A live review of Cemetery Piss, Corpse Light and Och live @ Asian Taste in Baltimore
Mere days after the mid-70’s had us daydreaming about the impending blackening pall of Maryland Deathfest, mid March found us locked into the jaws of an appropriately timed permafrost. Into the fray…
Backlit by little more than halogen sushi adverts and, curiously, the houselights still ablaze, Corpse Light launched headlong into oblivion. Their heady brand of doom having already been better described in these very pages, to take them in live is a revelation. Despite the seeming brevity of a four song set, the journey was emboldened by their multilayered sound. Equally likely to conjure images of a blackened obelisk blotting out the sky as a redwood, this duality shines most brightly when they embrace the widening of space. The set’s final track, a pummelling outlier in an already superfluous set, wears these two capes equally well, typifying their ability to simultaneously embrace naturalism and the inherent nihilism of urban life allows. Jim’s unnerving inability to blink during their set only embittered the pugilistic but spare between song banter. Corpse Light have an innate understanding of the delaying the riches. Many things of great consequence start in an inconsequential manner… a barely whispered serpentine riff repeated until their ritualism asserts itself. They can deftly weave from nimble to splintering to limb-crushing in minutes. Precision ensures the arrival point at which it should converge and it happens… Apocalypse. Transcendence. Paralysis. The new LP promises to be a behemoth.
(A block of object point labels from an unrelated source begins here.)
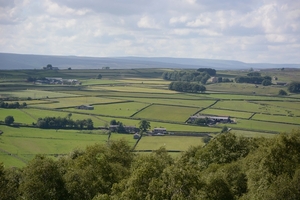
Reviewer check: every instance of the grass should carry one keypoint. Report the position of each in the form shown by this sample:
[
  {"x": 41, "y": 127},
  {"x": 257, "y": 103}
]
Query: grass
[
  {"x": 75, "y": 101},
  {"x": 37, "y": 113},
  {"x": 27, "y": 142},
  {"x": 262, "y": 126},
  {"x": 167, "y": 113},
  {"x": 243, "y": 88},
  {"x": 116, "y": 109},
  {"x": 34, "y": 94},
  {"x": 219, "y": 112},
  {"x": 169, "y": 101},
  {"x": 98, "y": 82},
  {"x": 10, "y": 161},
  {"x": 18, "y": 114},
  {"x": 275, "y": 118},
  {"x": 286, "y": 104},
  {"x": 169, "y": 142},
  {"x": 254, "y": 107},
  {"x": 130, "y": 89},
  {"x": 253, "y": 134}
]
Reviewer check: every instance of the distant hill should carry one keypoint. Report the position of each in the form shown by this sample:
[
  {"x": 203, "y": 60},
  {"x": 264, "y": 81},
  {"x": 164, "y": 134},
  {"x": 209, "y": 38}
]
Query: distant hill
[{"x": 24, "y": 61}]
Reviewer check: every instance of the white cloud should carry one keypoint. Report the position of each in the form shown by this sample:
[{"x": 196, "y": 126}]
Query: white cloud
[
  {"x": 147, "y": 22},
  {"x": 251, "y": 31}
]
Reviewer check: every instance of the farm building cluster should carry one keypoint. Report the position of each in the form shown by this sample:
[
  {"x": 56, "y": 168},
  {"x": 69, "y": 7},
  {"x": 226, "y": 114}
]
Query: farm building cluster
[
  {"x": 85, "y": 107},
  {"x": 209, "y": 120},
  {"x": 58, "y": 81}
]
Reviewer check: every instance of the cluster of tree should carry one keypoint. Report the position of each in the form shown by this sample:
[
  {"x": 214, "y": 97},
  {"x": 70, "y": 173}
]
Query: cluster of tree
[
  {"x": 195, "y": 76},
  {"x": 12, "y": 105},
  {"x": 63, "y": 122},
  {"x": 120, "y": 127},
  {"x": 49, "y": 67},
  {"x": 294, "y": 87},
  {"x": 228, "y": 167},
  {"x": 34, "y": 79},
  {"x": 201, "y": 121},
  {"x": 255, "y": 78},
  {"x": 211, "y": 72},
  {"x": 282, "y": 92},
  {"x": 99, "y": 76},
  {"x": 9, "y": 120},
  {"x": 186, "y": 87}
]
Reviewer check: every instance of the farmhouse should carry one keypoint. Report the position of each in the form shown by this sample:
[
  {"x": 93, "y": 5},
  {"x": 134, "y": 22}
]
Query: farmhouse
[
  {"x": 213, "y": 80},
  {"x": 281, "y": 83},
  {"x": 54, "y": 80},
  {"x": 136, "y": 136},
  {"x": 159, "y": 131},
  {"x": 211, "y": 119},
  {"x": 128, "y": 129},
  {"x": 85, "y": 107}
]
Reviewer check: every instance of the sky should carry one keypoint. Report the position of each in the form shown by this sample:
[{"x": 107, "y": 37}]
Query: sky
[{"x": 253, "y": 31}]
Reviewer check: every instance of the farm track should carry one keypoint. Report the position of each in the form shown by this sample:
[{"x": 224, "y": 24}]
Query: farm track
[
  {"x": 251, "y": 116},
  {"x": 203, "y": 109},
  {"x": 27, "y": 113},
  {"x": 14, "y": 155}
]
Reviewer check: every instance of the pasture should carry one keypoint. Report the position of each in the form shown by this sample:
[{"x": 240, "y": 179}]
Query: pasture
[
  {"x": 220, "y": 112},
  {"x": 167, "y": 113},
  {"x": 25, "y": 143},
  {"x": 125, "y": 109},
  {"x": 75, "y": 101},
  {"x": 130, "y": 95},
  {"x": 34, "y": 94},
  {"x": 178, "y": 143}
]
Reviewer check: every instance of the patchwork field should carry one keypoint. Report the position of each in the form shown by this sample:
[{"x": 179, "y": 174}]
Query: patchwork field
[
  {"x": 34, "y": 94},
  {"x": 27, "y": 142},
  {"x": 129, "y": 95},
  {"x": 178, "y": 143},
  {"x": 116, "y": 109},
  {"x": 167, "y": 113},
  {"x": 75, "y": 101},
  {"x": 219, "y": 112},
  {"x": 18, "y": 114}
]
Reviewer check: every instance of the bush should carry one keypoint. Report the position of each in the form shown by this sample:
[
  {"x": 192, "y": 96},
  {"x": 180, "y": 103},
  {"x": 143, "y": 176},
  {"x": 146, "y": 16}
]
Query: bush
[
  {"x": 294, "y": 87},
  {"x": 9, "y": 120},
  {"x": 282, "y": 92},
  {"x": 266, "y": 82}
]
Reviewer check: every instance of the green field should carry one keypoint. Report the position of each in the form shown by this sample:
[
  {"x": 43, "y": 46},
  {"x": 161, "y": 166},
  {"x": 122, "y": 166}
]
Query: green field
[
  {"x": 34, "y": 94},
  {"x": 262, "y": 126},
  {"x": 219, "y": 112},
  {"x": 167, "y": 113},
  {"x": 129, "y": 95},
  {"x": 279, "y": 119},
  {"x": 19, "y": 115},
  {"x": 27, "y": 142},
  {"x": 178, "y": 143},
  {"x": 117, "y": 109},
  {"x": 75, "y": 101}
]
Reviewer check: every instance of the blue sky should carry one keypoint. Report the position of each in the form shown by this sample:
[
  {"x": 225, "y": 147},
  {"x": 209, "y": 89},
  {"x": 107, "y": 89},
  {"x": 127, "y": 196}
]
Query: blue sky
[{"x": 250, "y": 30}]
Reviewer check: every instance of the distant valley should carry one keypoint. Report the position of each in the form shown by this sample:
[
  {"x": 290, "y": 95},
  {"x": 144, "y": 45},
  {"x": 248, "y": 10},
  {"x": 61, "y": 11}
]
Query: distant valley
[{"x": 9, "y": 61}]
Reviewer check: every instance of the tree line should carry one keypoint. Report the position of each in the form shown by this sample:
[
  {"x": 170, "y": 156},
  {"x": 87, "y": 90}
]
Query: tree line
[
  {"x": 255, "y": 78},
  {"x": 12, "y": 105},
  {"x": 186, "y": 87},
  {"x": 294, "y": 87},
  {"x": 64, "y": 122},
  {"x": 228, "y": 167},
  {"x": 200, "y": 76}
]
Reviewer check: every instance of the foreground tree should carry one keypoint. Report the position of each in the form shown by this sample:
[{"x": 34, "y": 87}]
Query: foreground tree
[
  {"x": 42, "y": 180},
  {"x": 144, "y": 125},
  {"x": 9, "y": 120},
  {"x": 282, "y": 92},
  {"x": 294, "y": 87}
]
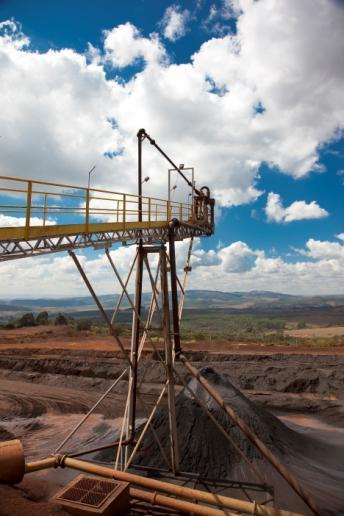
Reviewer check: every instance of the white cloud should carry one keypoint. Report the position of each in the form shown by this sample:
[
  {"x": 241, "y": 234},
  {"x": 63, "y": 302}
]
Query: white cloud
[
  {"x": 322, "y": 275},
  {"x": 124, "y": 44},
  {"x": 64, "y": 114},
  {"x": 298, "y": 210},
  {"x": 174, "y": 22},
  {"x": 236, "y": 267},
  {"x": 9, "y": 221},
  {"x": 319, "y": 250}
]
Richmond’s two-piece Och was the next to stoke the fires with their alchemical brew of attack and release/brutalize then retreat. At times caught in the molten riffage of black metal’s blinding whites, they’d just as soon pummel with their absolute power wash of noise. As they approached a nearly nauseating wall of expertly crafted noise, they’d relent into more atmospheric terrains, hinting at the dystopian utopia of the Pacific Northwest’s cruel gentility. Och seemed most comfortable with the audience’s unease, retreating into melody just prior to our submission. As is with the best in life and music, they excelled when embracing once impossible marriages – gluttony and poison, murk and clarity, abuse and slumber. Their most potent and poignant moment, however, came unexpectedly deep into the set. Following a furious flurry of the requisite tremolo, Och broke into a nearly endless hardcore chug that ebbs when it should flow, halts when it should accelerate. At first blush, it’s an infuriating but ultimately brilliant way of edging the listener. We’ll take you to the cliff, but you have to throw yourself over.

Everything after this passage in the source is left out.